Cierta noche, siendo un niño, en su villa se realizó una kermesse, a la que asistirían grandes y connotados personajes. La música trepidaba en los cristales y Octavio, curioso como todo niño, se encaramó como pudo para asomarse a contemplar la animada fiesta. Antes que lograra su objetivo, sintió un fuerte tirón que lo hizo caer. Se levantó asustado y se percató de la presencia de un policía que lo observaba con fiereza. El hombre, posesionado en su papel, lo obligó a alejarse del lugar con un disuasivo puntapié en su trasero. Lastimado en su honra, nada comentó a su madre, seguro de que ella diría: “que nada bueno estabas haciendo”.


Ese recuerdo fue forjando una cierta resistencia hacia las fuerzas del orden, si bien tenía en casa a un abuelo que también había sido policía. Para él, era el debut en una historia que terminaría de manera insospechada.


Cuando ocurrió el golpe de estado, situación lamentabilísima para un país que pretendía avanzar por vías distintas, y por lo mismo, muy resistida por una clase política conservadora, Octavio tuvo la mala ocurrencia de hacer bromas con los nefastos poderes que se hicieron cargo de la patria, lo que llegó a oídos de un delator, quien lo acusó a las autoridades. El hombre, una vez más, caía en manos de las fuerzas del orden, ahora empoderadas de un autoritarismo abismante. Fue enjuiciado por “poner en riesgo la estabilidad de la nación”, habiendo sido lo suyo, sólo un mamotreto escrito a la rápida, en donde ridiculizaba a un hipotético mandatario.

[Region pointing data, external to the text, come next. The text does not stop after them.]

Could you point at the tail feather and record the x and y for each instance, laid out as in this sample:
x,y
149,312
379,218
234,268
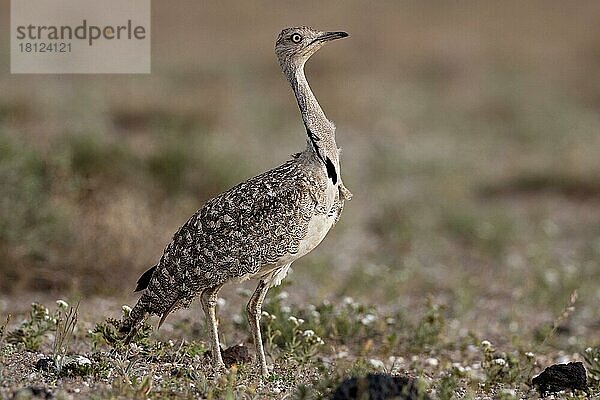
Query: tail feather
x,y
144,280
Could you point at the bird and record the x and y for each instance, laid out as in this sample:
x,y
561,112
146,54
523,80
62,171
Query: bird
x,y
258,228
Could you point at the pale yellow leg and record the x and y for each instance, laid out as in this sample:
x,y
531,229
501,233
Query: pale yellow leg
x,y
209,303
254,313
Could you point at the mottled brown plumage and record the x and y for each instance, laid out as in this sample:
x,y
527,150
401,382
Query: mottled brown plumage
x,y
259,227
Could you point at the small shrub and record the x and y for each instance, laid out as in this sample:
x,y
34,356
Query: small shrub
x,y
429,328
32,331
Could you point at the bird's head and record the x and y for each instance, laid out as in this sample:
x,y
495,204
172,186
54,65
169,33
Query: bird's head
x,y
295,45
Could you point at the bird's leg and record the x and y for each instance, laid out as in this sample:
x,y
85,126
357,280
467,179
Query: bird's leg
x,y
254,313
209,303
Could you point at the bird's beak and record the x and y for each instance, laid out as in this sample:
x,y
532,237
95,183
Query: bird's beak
x,y
327,36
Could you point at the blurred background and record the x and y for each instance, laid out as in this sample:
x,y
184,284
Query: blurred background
x,y
471,137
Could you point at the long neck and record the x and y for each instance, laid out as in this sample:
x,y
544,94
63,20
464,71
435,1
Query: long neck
x,y
320,131
317,125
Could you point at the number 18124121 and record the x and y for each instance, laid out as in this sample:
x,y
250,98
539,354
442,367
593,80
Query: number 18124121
x,y
34,47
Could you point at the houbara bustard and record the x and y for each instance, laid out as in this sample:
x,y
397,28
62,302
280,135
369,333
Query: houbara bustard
x,y
258,228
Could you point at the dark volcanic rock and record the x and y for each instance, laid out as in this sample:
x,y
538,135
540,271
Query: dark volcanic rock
x,y
46,364
379,387
559,377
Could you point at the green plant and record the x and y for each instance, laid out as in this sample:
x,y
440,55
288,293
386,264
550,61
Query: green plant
x,y
107,333
591,355
429,328
65,327
447,385
31,332
506,367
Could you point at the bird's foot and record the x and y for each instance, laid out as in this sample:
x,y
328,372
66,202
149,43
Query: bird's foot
x,y
219,369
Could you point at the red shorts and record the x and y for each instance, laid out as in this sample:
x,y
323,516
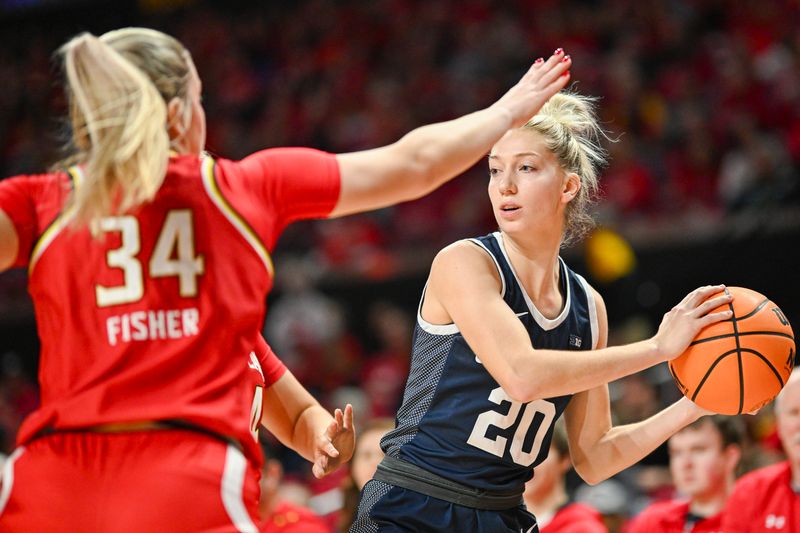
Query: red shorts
x,y
161,480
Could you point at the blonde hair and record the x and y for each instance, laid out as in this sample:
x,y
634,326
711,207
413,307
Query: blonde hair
x,y
572,132
119,86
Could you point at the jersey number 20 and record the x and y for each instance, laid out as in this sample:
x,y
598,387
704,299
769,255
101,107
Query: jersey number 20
x,y
172,256
498,445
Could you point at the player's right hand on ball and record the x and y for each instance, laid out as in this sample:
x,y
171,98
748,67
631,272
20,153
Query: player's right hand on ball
x,y
684,321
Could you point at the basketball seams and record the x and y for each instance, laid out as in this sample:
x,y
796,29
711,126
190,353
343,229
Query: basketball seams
x,y
711,370
756,339
734,321
758,308
743,334
767,362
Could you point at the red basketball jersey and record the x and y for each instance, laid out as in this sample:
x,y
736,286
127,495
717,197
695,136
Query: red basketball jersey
x,y
670,517
764,501
152,317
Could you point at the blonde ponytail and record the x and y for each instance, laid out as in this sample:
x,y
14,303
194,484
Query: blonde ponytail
x,y
572,132
119,86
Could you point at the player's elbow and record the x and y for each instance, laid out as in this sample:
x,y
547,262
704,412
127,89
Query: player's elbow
x,y
587,473
420,164
521,389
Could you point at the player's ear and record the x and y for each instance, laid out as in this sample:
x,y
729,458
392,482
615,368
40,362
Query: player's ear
x,y
176,126
570,187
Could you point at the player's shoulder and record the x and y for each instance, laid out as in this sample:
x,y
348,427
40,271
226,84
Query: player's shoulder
x,y
460,254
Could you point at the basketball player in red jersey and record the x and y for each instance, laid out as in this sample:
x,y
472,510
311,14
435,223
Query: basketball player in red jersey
x,y
702,458
149,265
768,499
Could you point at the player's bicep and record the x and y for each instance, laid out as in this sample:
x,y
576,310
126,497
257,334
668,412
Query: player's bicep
x,y
464,280
9,242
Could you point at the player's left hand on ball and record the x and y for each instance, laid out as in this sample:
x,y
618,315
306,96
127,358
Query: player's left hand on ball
x,y
335,446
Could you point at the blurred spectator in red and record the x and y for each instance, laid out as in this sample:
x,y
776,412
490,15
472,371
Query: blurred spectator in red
x,y
703,458
546,494
280,515
768,499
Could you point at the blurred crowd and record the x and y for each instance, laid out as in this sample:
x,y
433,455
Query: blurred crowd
x,y
702,97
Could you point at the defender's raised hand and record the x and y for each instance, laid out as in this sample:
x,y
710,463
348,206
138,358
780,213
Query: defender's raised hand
x,y
543,80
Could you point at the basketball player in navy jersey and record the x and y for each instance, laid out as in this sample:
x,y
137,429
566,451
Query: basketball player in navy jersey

Tres meses más tarde, era puesto en libertad, pero su rostro ahora figuraba en los archivos policiales, siendo que peligrosos delincuentes continuaban actuando en la más absoluta impunidad. Conoció a uno de ellos, que le ofreció entrar en el comercio de la trata de blancas, lo que Octavio rechazó de plano, ya que, como lo mencioné más arriba, era un tipo que odiaba transgredir las leyes.
Pero, el tipo aquel fue apresado más tarde por la policía y conminado a confesar sus fechorías, cometió la peor de las vilezas, puesto que vendió falsamente a Octavio. El pobre hombre, inocente de principio a fin, fue nuevamente apresado, esta vez bajo el cargo de estupro y trata de blancas. El infeliz hombre nunca había tenido una situación acomodada, así que no pudiendo contratar a un abogado de renombre, debió conformarse con el que le asignó el estado. Por consiguiente, fue condenado a ocho años de cárcel.


Algo envejecido, después de su larga permanencia en ese infierno que los hombres crearon para mantener a raya a los antisociales, Octavio creyó que aún era tiempo para rescatar aunque fuese una mínima parte de lo que había sido su recatada existencia. Pero, se encontró con todas las trabas que la sociedad le opone a quienes quieren reinsertarse en este mundo. Debió aceptar un modesto empleo que le ofreció un anciano judío por un sueldo miserable. Arrendó una pieza modestísima en una casa que se levantaba en un barrio pobre. Mal viviendo, mal comiendo y trabajando como un animal, el espíritu de Octavio no terminaba de doblegarse. Aún pensaba en ahorrar algo de dinero para intentar mejorar sus condiciones de vida.
El judío, era un tipo insoportable. Lo obligaba a trabajar con denuedo y le imponía faenas cada vez más abusivas. Octavio, lo aceptaba todo, incluso con una sonrisa en sus labios, puesto que tenía esperanzas de salir de esa miserable condición de vida.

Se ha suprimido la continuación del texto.